Over the years, I've seen A/B testing used a multitude of ways, sometimes well but more often inappropriately. Here are some examples of how A/B testing should not be used and why:
Using A/B testing as a substitute for innovation or design. A/B testing won't produce an iPhone! All A/B testing can do is optimize around a local maximum.
Trying to find a subtle difference with a sample size that's too small. You need some level of statistical significance, and the smaller the difference in performance, the more users you'll need in your study to find it.
Continuing to test after you're close enough to the local maximum. Some companies go nuts with A/B testing trying to find minute performance improvements when they should instead spend their time developing a next-generation solution (trying to find a new global maximum).
Trying to get an immediate result. A/B tests are sometimes used on existing customers, who are used to a different experience than the one you are testing. So, if you see a difference in performance between test and control, you can't tell if it's attributable to difference in design (which is what you are trying to test) or whether it's attributable to the element of surprise. In the case of changing search algorithms, almost every tweak generates a lift... but only temporarily. It's not that the new algoirthm is better, it's that it's new. So, you need to run the test long enough that this "newness effect" is accounted for.
Measuring the wrong variable. A/B tests are often used to improve completion rates of multi-step flows. For example, creating a new account, filling out a questionaire, completing a survey, etc. Let's say you're trying to generate mortgage leads by showing a banner ad, followed by a landing page, followed by a questionaire, follwed by an explicit agreement to be contacted by a sales rep. If you run A/B tests on the banner ad, you can't just measure the impact on click-through rate - you have to measure the impact on the final completion rate (through the rest of the funnel). As an extreme example, you could probably double the click-through rate by putting a racy picture of a woman on the banner, but whatever users you pick up with the new ad were never going to complete the form in the first place, and you just alienated (and are no longer getting clicks from) your target demographic of professional females. The racy ad looks better if you measure click-through rates but is clearly much worse if you measure the real target variable of quality leads.
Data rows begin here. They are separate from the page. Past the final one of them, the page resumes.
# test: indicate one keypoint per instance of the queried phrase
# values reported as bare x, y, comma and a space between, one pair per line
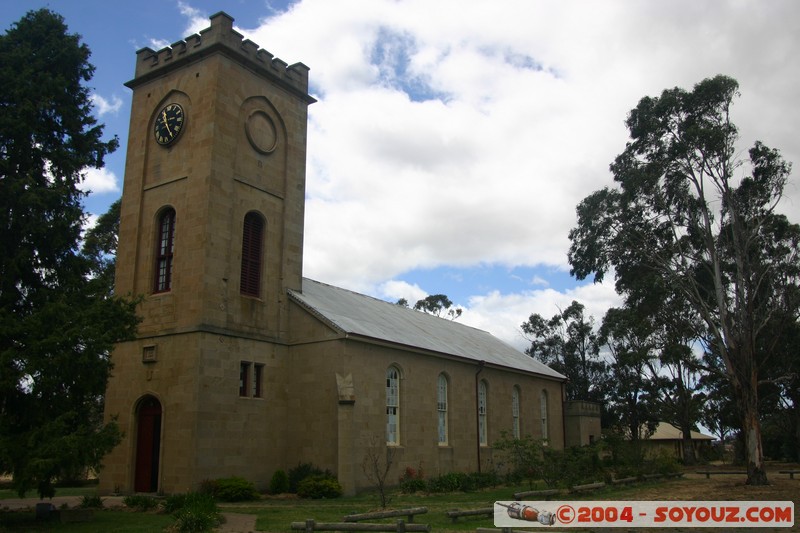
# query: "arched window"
482, 409
252, 248
165, 247
515, 411
392, 406
543, 415
441, 407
Transplanting into a fragile system. You can wreak havoc by transplanting a new component into an otherwise interdependent system. This happens in biological systems all the time. Transplant an organ that works far better than the failing one, but the immune system goes haywire. Introduce a new species that feeds on a pest, and they destroy entire ecosystems. This can happen with A/B testing as well. You might substitute one module for another, see good performance metrics, but throw off users' mental model. You might acquire more users but change your demographic completely. Measure the potential side effects and don't commit to a modified product design based on the outcome of your A/B test until you're confident you haven't thrown your system into disarray.